Eravamo contenti del bel tempo per il nostro ritorno a casa. Era
più facile camminare. Viaggiavamo attraverso boschi e campi
rovinati dalla guerra. Sarebbe stato bellissimo se non fosse stato
per questo fatto. Gli uccelli si facevano sentire qua e là.
Era tanto tempo che non li sentivamo a causa delle bombe e fucilate.
Guardai verso l'alto, che era silenzioso adesso, e ringraziai
Dio che potevamo respirare tranquilli l'aria. Lentamente, la paura
stava sparendo. Fu un sollievo quando arrivammo a una fonte d'acqua
e ci fermammo a bere. Mentre eravamo seduti lì, vedevamo
molte persone che ritornavano alle loro case, quelle che erano
ancora in piedi.
Quel primo giorno camminammo fino a Pretoro, arrivando verso le
nove di sera. Pioveva. Visto che non avevamo un riparo, mangiammo
lungo la strada, ci sdraiammo sull'erba e ci addormentammo. Dormimmo
circa sei ore. Quando ci svegliammo prima dell'alba, eravamo ambedue
doloranti e indolenziti. I miei piedi sanguinavano, così
li avvolsi con pezze e mi rimisi le scarpe. Continuammo a camminare.
Quel giorno, sulle strade trovammo molti animali morti e occasionalmente
- qualche corpo umano. I loro corpi erano in decomposizione e
l'odore era terribile! Cercai di non vomitare. Ci girammo dall'altra
parte da queste orribili viste. Questo non era il paesaggio piacevole
del giorno precedente e non vedevo l'ora di arrivare a Palena.
Visto che la maggior parte o quasi tutti i ponti erano distrutti
attraverso le montagne, dovevamo prima attraversare il fiume e
poi arrampicarci sull'altra parte. Alcune volte era molto ripido,
ma per raggiungere la strada, eravamo costretti a fare questo.
Una volta incontrammo un uomo alto (almeno a me sembrava alto),
e mi aiutò a scavalcare uno di questi ripidi sentieri.
Finalmente, giungemmo a una fattoria vicino Palombaro, dove sostammo
per un po' d'acqua.
"Onorino", dissi, "mi fanno male i piedi".
Mi tolse le scarpe. Le pezze, avvolte intorno ai miei piedi, erano
piene di sangue. Mi guardò. lo riguardai lui e cercai di
sorridere. Ero spacciato. C'era ancora tanta strada per Palena
e come ce l'avrei fatta? Onorino scosse la testa.
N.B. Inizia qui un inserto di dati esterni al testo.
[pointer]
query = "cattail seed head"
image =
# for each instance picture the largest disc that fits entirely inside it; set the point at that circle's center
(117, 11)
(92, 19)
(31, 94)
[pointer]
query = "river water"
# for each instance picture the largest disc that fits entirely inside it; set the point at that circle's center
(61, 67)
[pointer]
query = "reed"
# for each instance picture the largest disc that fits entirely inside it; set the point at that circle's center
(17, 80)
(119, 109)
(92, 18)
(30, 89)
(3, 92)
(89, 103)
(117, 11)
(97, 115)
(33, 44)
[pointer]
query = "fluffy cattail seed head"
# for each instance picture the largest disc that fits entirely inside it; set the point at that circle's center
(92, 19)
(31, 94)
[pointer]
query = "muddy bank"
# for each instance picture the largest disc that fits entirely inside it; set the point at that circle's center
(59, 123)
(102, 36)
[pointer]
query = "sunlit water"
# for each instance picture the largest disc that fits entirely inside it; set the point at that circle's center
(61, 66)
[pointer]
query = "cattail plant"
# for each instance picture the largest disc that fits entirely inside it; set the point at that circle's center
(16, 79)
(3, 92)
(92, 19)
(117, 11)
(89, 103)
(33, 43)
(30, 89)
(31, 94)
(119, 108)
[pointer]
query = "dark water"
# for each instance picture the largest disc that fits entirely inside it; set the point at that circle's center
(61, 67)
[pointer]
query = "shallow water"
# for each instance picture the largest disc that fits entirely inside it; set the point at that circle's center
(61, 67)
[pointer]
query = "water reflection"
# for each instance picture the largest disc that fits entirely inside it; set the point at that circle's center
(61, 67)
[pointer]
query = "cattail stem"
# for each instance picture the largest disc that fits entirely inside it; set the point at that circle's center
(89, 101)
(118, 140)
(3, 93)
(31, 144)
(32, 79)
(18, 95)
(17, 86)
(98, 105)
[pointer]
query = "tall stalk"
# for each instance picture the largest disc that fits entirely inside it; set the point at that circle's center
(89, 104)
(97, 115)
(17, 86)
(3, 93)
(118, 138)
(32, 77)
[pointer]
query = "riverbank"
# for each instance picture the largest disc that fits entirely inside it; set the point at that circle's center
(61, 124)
Comunque la famiglia, che visse nella fattoria prima dei Tedeschi,
era appena tornata prima di noi. Ci invitarono a trascorrere la
notte da loro. La casa, anche se vuota, era ancora intatta; dormimmo
tutti per terra. Era meglio che stare sdraiati lungo la strada
sotto la pioggia.
Il
giorno dopo, Onorino mi diede le sue calzette da indossare e ripartimmo
per Palena. Era una vera tortura per me camminare. I miei piedi
erano così doloranti che zoppicavo e non riuscivo a stare
al passo con Onorino. Spesso mi aspettava. Ricordo la fatica provata
nel salire la montagna, e poi! - tutto ad un tratto in lontananza
riuscivamo a vedere Palena che brillava al sole! Casa! Finalmente
Palena!
In qualche maniera, riuscivo a zoppicare più speditamente
e mi sentivo più forte. A notte fonda arrivammo là
e tutto era buio. Non c'era un'anima in giro e tutto il paese
era maleodorante! Gli edifici erano stati bombardati e le strade
erano sepolte sotto le macerie che ci impedivano di camminare.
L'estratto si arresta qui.